As a follow-up to my posts on John Stott’s farewell sermon (1 | 2), my wife was talking to some friends of ours today whose pastor was at this year’s Keswick Convention, and who described how Stott ended his sermon.
At the conclusion of his sermon, Stott asked everyone to bow their heads for a few moments of silent prayer. Everyone did so, and when they lifted up their heads again and opened their eyes – the stage was empty.
No rousing send-off, no applause, no presentations of flowers – nothing, in short, to distract attention from the Christ whom Stott has proclaimed so effectively, and with such modesty and humility, for so long.

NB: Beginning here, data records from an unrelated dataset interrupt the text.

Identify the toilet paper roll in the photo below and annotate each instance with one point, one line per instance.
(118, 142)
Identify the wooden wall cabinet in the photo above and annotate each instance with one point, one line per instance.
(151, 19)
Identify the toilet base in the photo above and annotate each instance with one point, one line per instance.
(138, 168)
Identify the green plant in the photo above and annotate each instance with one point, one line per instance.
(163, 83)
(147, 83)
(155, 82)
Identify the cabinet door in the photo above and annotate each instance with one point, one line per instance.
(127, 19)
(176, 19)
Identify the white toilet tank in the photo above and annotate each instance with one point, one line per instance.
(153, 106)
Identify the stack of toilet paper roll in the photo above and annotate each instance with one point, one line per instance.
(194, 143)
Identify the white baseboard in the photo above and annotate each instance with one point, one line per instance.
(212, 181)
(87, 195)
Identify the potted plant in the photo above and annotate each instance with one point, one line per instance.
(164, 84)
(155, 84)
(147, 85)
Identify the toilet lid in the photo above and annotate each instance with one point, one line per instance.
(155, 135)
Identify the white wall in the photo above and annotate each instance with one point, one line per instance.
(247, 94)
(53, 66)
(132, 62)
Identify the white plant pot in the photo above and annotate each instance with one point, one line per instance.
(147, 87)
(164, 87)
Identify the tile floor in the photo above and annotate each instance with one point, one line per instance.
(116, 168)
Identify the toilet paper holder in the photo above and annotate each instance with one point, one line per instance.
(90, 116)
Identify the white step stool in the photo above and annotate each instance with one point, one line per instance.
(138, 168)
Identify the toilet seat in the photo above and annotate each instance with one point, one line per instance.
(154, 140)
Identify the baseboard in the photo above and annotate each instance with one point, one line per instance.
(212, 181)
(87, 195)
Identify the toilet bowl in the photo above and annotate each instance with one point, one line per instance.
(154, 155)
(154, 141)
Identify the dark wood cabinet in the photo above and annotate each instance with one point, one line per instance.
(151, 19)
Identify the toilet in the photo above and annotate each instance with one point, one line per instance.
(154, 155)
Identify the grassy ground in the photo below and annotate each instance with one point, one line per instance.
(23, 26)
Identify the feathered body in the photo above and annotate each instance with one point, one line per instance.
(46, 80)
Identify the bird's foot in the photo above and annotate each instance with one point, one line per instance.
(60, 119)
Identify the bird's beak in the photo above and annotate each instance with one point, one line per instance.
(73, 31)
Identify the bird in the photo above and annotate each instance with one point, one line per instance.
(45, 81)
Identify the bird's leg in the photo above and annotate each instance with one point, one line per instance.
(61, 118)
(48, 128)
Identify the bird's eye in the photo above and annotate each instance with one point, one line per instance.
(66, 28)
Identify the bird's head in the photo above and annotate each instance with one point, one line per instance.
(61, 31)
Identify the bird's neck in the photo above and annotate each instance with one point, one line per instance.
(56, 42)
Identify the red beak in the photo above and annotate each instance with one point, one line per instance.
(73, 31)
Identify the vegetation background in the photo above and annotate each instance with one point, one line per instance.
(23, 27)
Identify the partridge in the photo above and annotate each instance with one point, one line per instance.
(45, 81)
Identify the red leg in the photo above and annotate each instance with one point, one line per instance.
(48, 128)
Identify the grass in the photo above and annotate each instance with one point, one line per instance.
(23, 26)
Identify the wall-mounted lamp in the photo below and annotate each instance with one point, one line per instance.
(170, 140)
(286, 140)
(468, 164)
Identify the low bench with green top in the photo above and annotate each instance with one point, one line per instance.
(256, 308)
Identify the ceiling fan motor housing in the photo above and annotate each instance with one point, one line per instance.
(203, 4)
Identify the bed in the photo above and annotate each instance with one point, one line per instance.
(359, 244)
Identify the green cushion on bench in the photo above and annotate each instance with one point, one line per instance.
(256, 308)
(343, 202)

While we’re on this subject, a recording of Stott’s Keswick sermon can be downloaded as an MP3 for £3 here. Even better, the All Souls Langham Place website’s sermon archive contains hundreds of recordings of Stott’s sermons from the mid-60s onwards, available free-of-charge (though with free registration required).
Searching through the sermons is not for the faint-hearted – a better search facility wouldn’t hurt – but there’s a lifetime’s-worth of great preaching there. You could do worse than start with his 1971 series of sermons on Ephesians, which I’m currently working my way through.
(Note: you may find, as I have, that the All Souls MP3s don’t work very well. You’ll need to make sure you save them with a .mp3 extension (rather than “.kont”, whatever that is) and then use a program like Audacity to import them and re-export them as new MP3 files. Very frustrating, but worth the effort.)